"Yes—that is, up at Saint X Will asked me to marry him. He's a nice, clean, thoroughly good fellow. And when Basil went away I supposed he'd gone to that bad——"

"I understand," interrupted Courtney. "Never mind about her."

"I felt I could grow to like Will, and I put Basil out of my heart." There she fluttered a guiltily uneasy glance at Courtney.

"And now," teased Courtney, "you give the naughty man the preference over the nice one."

"That's just it!" exclaimed Helen in triumph. "Basil needs me. I did hesitate—at least, I tried to—until he begged me to strengthen him by saying yes. Then I felt it was clearly my duty." Helen took Courtney's amused nod at her landscape as approval. "And while I hated to do a thing that in a way might seem deceitful—still, Basil has such an exalted opinion of me—and it helps him, to feel that way—and if he had found out that I hadn't loved him all along—or if I'd asked him to wait—I might have lost all chance to help him to be the noble, good man— Don't smile that way. Courtney."
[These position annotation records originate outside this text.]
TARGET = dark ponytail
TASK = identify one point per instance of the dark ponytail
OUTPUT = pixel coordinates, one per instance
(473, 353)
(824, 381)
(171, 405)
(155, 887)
And Courtney instantly changed her smile to one of tenderness. "I know you're good and sweet, dear—and beautifully sincere," said she, with perfect honesty; for, experience had left in her little of the familiar self-complacence that condemns human beings for human traits. "Much too good for Basil."

"Of course," said Helen, beaming, "a woman who has kept herself pure is superior to a man who has not been clean and nice."

"Always make Basil feel that," advised Courtney. "He's the kind of man that can behave only when he's on his knees—and you're the kind of woman that prefers worship to love.... I suppose you'll live in the East."

"In New York, I think," replied Helen, reflectively. "He talks of the country. But I've had enough of that. I'm sure he'd be better contented in a city."

Courtney laughed gayly. "What a dear you are!" she exclaimed, looking at her friend tenderly. "And so absolutely unconscious of it."